Kings and Queens Funeral Services told Sowetan that the government has allowed funeral parlours to operate during the lockdown as people are dying. “We are still collecting bodies from different parts of the country and in this province. But government has only allowed us to do burials locally. But we have bodies that have to go to Mozambique, DRC, Zimbabwe which are in our cold room.

“If we continue like this and are unable to take bodies to other countries we will definitely run out of space. Each day we are collecting three to five bodies. At the current rate, we will be full long before the end of the 21 days,” said director Mlandeli Madlala.

The government has closed most of the borders with neighbouring countries as it tries to contain the spread of coronavirus.

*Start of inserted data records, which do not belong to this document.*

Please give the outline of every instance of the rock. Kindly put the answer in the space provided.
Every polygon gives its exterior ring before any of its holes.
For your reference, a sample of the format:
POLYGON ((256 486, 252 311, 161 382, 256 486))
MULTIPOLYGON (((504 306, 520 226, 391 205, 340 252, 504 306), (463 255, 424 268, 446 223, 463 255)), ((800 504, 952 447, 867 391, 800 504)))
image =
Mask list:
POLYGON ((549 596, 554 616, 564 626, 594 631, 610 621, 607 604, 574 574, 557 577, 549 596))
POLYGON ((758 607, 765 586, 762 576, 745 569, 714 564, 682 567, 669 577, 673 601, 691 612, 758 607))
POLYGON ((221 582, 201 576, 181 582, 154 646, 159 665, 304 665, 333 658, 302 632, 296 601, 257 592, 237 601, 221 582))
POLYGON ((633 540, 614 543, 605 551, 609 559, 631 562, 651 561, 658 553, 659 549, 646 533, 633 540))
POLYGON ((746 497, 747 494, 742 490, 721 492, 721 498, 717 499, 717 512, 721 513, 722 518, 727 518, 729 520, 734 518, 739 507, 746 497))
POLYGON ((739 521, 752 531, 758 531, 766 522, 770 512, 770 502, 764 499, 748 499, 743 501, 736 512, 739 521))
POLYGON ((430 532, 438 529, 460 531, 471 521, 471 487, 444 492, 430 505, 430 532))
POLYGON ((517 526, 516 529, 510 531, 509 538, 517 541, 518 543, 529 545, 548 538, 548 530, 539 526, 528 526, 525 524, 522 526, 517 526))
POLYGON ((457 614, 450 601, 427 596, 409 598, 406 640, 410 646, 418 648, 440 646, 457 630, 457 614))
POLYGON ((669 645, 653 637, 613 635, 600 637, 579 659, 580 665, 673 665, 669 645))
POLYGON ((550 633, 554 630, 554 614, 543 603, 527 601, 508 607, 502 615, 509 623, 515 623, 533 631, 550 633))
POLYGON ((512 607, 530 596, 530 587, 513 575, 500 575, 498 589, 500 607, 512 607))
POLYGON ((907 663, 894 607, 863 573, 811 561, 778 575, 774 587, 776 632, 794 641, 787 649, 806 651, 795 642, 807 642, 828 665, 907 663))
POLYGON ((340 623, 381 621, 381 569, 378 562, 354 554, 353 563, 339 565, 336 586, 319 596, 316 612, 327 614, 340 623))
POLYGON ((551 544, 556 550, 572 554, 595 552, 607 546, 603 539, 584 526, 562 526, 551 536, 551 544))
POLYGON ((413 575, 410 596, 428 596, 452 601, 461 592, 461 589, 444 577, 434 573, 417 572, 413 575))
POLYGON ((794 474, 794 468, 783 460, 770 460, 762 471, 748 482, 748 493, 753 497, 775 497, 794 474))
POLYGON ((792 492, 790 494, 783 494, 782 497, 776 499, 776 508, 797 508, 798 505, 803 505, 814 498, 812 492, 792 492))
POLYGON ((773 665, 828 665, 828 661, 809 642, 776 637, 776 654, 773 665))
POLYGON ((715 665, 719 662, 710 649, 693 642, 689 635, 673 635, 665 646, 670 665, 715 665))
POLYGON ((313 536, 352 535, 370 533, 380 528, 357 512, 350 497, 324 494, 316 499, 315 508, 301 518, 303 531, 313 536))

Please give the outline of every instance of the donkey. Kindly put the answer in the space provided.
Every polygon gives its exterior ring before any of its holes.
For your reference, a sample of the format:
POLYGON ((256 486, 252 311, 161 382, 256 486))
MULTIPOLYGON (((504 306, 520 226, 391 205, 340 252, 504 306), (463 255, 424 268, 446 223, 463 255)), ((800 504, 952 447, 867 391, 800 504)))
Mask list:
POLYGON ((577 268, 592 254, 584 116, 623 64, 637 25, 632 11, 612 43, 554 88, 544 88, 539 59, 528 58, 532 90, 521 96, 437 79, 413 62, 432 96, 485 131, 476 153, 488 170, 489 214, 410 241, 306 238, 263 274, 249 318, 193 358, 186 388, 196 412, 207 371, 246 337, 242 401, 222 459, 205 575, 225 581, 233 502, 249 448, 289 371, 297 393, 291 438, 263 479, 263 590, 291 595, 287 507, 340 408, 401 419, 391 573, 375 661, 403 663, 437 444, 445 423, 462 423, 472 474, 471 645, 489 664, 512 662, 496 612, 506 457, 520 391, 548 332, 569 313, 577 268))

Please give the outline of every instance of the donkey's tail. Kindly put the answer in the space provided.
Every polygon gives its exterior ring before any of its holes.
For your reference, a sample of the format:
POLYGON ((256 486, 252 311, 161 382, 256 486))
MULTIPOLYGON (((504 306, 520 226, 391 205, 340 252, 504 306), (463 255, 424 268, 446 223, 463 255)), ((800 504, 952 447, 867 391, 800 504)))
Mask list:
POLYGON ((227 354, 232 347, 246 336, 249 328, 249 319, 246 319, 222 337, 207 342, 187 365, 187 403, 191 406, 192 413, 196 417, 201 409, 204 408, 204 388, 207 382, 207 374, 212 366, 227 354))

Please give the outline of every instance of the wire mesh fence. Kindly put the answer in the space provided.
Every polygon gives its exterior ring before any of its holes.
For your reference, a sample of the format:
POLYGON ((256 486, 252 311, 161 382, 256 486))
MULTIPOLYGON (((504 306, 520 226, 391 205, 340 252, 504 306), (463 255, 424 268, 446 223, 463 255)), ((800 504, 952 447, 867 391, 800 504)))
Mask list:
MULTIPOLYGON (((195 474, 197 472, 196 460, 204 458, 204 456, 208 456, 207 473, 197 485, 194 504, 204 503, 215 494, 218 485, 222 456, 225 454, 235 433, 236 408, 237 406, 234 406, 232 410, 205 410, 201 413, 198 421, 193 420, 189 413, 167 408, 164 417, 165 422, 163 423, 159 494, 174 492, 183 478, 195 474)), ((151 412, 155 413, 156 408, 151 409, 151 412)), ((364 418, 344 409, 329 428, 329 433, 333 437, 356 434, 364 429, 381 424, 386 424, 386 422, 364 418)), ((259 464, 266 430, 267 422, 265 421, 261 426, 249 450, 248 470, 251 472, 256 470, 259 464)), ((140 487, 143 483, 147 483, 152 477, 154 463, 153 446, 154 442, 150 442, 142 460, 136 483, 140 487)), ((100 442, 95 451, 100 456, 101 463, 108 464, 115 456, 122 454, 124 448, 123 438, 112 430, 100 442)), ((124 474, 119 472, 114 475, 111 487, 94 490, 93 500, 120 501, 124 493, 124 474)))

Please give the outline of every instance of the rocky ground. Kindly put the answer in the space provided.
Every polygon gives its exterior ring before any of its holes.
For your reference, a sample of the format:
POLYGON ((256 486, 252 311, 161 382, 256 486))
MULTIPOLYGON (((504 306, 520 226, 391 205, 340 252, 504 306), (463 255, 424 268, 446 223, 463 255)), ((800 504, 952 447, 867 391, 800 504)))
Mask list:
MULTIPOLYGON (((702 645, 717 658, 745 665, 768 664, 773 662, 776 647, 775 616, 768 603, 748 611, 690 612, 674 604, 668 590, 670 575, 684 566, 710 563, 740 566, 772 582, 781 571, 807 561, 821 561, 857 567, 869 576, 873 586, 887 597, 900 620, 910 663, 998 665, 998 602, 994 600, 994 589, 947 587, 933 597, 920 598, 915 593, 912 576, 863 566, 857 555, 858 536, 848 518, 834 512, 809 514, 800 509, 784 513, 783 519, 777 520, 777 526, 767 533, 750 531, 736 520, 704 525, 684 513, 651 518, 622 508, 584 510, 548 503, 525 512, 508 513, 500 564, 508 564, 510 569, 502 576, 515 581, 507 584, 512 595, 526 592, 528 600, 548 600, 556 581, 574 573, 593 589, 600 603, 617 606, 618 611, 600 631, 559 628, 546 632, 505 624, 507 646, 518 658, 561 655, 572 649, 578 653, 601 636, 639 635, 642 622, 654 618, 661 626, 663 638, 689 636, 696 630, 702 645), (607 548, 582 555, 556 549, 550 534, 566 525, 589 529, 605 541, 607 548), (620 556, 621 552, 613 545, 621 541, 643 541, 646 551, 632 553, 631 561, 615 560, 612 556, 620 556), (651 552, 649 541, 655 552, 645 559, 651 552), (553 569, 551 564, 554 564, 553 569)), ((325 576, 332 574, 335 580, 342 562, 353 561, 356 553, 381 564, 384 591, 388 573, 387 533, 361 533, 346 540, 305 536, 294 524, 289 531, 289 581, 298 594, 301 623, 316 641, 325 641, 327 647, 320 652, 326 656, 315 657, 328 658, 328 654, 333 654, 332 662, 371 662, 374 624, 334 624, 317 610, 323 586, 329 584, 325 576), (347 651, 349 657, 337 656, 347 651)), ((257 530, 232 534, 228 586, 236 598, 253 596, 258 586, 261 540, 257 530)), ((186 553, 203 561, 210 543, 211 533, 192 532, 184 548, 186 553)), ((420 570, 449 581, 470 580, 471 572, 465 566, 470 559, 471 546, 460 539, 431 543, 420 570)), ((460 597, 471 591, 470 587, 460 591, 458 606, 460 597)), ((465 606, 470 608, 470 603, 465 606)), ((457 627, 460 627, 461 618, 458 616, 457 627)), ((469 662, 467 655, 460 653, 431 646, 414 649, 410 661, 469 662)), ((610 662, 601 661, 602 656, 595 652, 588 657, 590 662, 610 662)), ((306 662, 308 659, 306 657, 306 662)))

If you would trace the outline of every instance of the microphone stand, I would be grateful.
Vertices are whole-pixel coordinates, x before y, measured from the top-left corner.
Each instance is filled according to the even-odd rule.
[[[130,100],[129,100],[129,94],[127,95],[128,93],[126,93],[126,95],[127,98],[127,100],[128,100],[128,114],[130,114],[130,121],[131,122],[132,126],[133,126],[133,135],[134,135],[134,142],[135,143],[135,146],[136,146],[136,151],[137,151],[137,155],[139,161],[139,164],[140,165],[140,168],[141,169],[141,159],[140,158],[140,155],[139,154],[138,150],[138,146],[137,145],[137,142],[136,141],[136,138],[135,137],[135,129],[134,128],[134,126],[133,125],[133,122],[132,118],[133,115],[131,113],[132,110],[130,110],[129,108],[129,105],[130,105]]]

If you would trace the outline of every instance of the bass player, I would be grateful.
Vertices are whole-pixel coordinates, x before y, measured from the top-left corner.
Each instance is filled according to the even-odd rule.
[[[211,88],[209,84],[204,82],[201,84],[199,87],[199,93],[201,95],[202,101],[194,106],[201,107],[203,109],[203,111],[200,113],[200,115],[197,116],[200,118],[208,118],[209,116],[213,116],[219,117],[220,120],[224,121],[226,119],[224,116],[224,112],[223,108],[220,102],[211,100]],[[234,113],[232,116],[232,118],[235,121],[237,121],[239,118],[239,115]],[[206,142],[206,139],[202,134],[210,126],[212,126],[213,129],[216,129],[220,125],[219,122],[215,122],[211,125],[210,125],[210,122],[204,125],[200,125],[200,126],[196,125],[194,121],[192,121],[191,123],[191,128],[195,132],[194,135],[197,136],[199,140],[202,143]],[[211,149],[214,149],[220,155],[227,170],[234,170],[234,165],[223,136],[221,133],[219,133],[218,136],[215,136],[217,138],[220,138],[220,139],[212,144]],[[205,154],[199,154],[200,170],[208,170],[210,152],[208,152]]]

The company based in Doornfontein has two cold rooms, each taking 32 bodies. It currently has 30 bodies. Of this figure there are two locals, seven belonging to Nigeria and Congo, three for Botswana and 18 for Zimbabwe.

“What we wish could happen is that government should at least allow us to send a bakkie with a body and one family member. That could ease the pressure on our facility,” Madlala said.

When someone dies in the house, the family calls an ambulance and its medical personnel certifies a person dead. The next person to be called to the scene is an undertaker. Government mortuaries are normally called to the scene in cases of accidents and suicide.

Kings collects and delivers bodies to all parts of the country “We just collected a body from Cape Town which has to go to Zambia and we are stuck with it now. It is difficult for us to say we will take the extra bodies to another funeral parlour because they are also facing the same problem,” Madlala said.

Madlala said while some families from neighbouring countries were willing to bury their loved ones locally, others insist that they be taken back home as it is a tradition. Local funerals must have a maximum of 50 people.

Three bakkies belonging to the firm cannot come back to SA after taking bodies to Zimbabwe and Malawi. The vehicles are stuck in Zimbabwe.

Madlala said the company respects and understands the measures that have been taken by the government to contain the virus. “We are not in any way opposed to government’s containment measures. What we wish for is an understanding of the pressures that we are facing at the moment,” he said.